See the entire netcast

Read the transcript

See what the other candiates said at the LIVESTRONG Presidential Cancer Forum


  1. Vicky says:

    I don’t think he [Huckabee] really cares. He just wants to be in the White House. I think showing up for the Presidential Cancer Forum was a way to look good. I mean seriously, a clean air workplace. What about restaurants, malls, parks, the side walks of main street and playgrounds. For example, here where I live you can’t smoke within 25 feet of the mall or food place entrance or a public park. Yet trying to get through that first 25 feet can mean a half pack of smoke in my lungs going in and again coming out. Clean air act my foot. Everywhere I go I deal with secondhand smoke and I live in Utah where the so called majority doesn’t smoke. As far as “A fundamental right to do damage to themselves” Who is he kidding? Why then do we put prisoners on suicide watch? Why is assisted suicide illegal? Come on people, why should I have to pay for someone to kill himself and someone I love along with them. And if they don’t die…I have to pay for their medical care. I all for a 100% ban on smoking and our next President should be as well.

  2. Clair says:

    I’m concerned about the candidates that are smokers themselves. What kind of message are they sending?

  3. Brian Dowd says:

    All candidates forget quickly things they say. We remember John Kerry who voted for it, but didn’t then changed his ming a few more times. It is a timeless act.

    Huckabee was probably said what he thought Lance and all the survivors wanted to hear on that day.

    We need to hold the candidates to their word. All of them are flawed, some worse then others. Let’s see how this plays out.

  4. Kathy Smith says:

    Katherine, This is exactly why we need to keep asking the questions and keep the heat on for the next 9 months. As Andy pointed out our ranks are on the rise and it is OUR obligation to those we have lost and those that will follow us to ensure that cancer becomes a National Priority.
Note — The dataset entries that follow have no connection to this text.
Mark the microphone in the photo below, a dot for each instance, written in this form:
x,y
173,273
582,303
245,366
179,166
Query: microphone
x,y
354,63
This election will set the path that Federal funding will follow for the next four years… maybe 8 so lets make sure that the person WE put in the White House hears those 12 million voices loud and clear….

  5. Joe American says:

    Huckabee is a good man who represents common folk. He believes in personal responsibility and is against the government mandating our every action. I believe he is someone who listens and has evolved his position.